La receta frente a la ley
La autoridad ambiental ha insistido en una distinción que suele perderse en la conversación pública: no existe una prohibición general para cocinar chiles en nogada, sino límites precisos sobre el uso de especies protegidas. El problema jurídico aparece cuando el producto proviene de extracción ilegal o cuando no puede demostrarse su legal procedencia. Comprar un dulce cristalizado en el mercado no equivale, por sí mismo, a contar con respaldo legal suficiente.
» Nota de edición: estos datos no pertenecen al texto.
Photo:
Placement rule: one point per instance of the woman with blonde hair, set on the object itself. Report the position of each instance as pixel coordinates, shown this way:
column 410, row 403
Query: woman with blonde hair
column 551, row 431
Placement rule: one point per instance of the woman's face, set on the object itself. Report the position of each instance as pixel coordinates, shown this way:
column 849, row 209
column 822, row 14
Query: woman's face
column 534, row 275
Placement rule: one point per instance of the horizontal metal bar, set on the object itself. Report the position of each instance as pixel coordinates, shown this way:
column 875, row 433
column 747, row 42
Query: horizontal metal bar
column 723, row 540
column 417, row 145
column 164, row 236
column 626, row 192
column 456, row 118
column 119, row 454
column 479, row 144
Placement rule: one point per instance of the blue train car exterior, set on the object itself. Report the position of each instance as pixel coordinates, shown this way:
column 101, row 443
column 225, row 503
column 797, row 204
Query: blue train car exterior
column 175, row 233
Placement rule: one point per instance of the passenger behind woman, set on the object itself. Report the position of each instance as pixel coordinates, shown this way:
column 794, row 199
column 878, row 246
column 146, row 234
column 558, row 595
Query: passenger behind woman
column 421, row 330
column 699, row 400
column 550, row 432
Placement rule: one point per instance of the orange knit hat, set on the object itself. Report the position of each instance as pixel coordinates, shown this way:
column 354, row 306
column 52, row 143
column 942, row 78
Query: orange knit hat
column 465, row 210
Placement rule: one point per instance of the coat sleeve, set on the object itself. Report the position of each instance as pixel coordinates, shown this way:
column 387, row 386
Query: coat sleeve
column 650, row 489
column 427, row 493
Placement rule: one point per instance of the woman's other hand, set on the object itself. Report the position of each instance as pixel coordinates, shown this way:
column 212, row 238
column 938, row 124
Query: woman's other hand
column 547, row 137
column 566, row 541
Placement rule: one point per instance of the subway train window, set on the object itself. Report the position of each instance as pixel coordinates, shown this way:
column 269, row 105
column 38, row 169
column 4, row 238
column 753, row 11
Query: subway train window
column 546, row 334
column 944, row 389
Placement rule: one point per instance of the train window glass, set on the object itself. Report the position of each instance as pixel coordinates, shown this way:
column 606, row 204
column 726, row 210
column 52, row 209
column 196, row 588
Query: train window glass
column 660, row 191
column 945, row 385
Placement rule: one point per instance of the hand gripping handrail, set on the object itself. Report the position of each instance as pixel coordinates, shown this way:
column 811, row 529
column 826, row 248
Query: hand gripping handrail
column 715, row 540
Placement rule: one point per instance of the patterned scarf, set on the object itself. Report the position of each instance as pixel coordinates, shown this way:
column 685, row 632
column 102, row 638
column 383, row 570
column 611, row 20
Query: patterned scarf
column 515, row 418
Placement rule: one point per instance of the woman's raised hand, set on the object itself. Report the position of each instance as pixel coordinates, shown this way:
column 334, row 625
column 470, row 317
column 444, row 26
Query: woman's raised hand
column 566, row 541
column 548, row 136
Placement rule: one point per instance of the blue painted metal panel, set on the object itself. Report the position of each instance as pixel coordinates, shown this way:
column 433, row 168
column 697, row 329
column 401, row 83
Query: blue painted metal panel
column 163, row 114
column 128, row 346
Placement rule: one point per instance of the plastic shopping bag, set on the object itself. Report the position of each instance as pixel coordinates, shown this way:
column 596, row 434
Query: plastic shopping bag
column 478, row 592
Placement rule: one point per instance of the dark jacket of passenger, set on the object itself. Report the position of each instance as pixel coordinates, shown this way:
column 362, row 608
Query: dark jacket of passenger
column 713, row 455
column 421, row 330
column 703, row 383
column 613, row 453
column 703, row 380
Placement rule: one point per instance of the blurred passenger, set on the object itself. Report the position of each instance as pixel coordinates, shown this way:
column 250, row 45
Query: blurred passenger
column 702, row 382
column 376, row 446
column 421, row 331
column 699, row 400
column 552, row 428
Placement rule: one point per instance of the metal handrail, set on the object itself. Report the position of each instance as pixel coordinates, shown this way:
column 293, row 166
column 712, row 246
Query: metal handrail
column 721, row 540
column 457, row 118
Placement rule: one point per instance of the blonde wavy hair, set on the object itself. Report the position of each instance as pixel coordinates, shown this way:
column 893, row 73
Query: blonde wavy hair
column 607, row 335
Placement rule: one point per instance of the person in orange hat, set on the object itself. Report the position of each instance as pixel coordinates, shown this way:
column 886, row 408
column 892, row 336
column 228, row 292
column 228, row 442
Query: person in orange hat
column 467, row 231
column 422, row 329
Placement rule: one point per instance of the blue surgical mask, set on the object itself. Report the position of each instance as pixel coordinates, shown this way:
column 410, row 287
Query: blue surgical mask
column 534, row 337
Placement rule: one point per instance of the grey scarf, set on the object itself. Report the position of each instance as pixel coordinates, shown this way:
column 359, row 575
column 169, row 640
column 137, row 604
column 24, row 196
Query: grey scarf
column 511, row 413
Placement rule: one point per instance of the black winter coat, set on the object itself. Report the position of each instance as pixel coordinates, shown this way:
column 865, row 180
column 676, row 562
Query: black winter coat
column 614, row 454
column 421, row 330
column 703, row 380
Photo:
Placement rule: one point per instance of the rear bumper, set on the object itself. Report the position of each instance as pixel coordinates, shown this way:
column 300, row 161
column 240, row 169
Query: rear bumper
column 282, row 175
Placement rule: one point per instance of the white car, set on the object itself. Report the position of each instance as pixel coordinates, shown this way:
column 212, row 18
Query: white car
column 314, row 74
Ese matiz importa porque el acitrón conserva presencia en cocinas domésticas y comercios durante temporadas de alta demanda, especialmente en agosto y septiembre. El riesgo no está en la receta tradicional, sino en sostener una cadena de consumo que incentive la extracción de una planta de crecimiento lento, además de su pérdida de hábitat y la sobreexplotación documentada por las autoridades.
Sanciones y contexto
La Ley General de Vida Silvestre prevé multas administrativas para distintas conductas vinculadas con especies protegidas, con rangos que en ciertos casos van de 50 a 50,000 UMA. Con el valor de la UMA fijado en 117.31 pesos en 2026, ese tope equivale a 5 millones 865 mil 500 pesos, aunque la sanción concreta depende de la infracción y de los criterios de la autoridad. En reincidencia, el monto puede duplicarse.
También existe un componente penal. El artículo 420 del Código Penal Federal contempla penas de uno a nueve años de prisión y de 300 a 3,000 días multa para ciertas conductas ilícitas relacionadas con flora y fauna silvestres protegidas. Con la UMA vigente, esos 3,000 días multa representan 351 mil 930 pesos, y pueden añadirse aumentos cuando intervienen fines comerciales o áreas naturales protegidas. Esa arquitectura legal no convierte a cualquier consumidor en infractor automático; exige acreditar la conducta y las circunstancias del caso.
Opciones para sustituirlo
La disponibilidad de sustitutos culinarios explica por qué el debate ya no es solo legal, sino también gastronómico. Jícama, piña, chilacayote, papaya, xoconostle y betabel son alternativas mencionadas por cocineros y autoridades para conservar textura o dulzor sin recurrir a la biznaga silvestre. Algunas funcionan mejor para rellenos firmes; otras aportan notas dulces o ácidas que respetan el equilibrio del platillo.
Más allá de la sustitución puntual, el caso del acitrón refleja una tensión frecuente en la cocina tradicional mexicana: recetas arraigadas que dependen de especies cuya extracción dejó de ser compatible con su conservación. En ese terreno, la decisión del consumidor tiene peso real. Elegir un reemplazo no altera la identidad del platillo, pero sí reduce la presión sobre una planta lenta de recuperar y protege el valor ecológico que sostiene su existencia.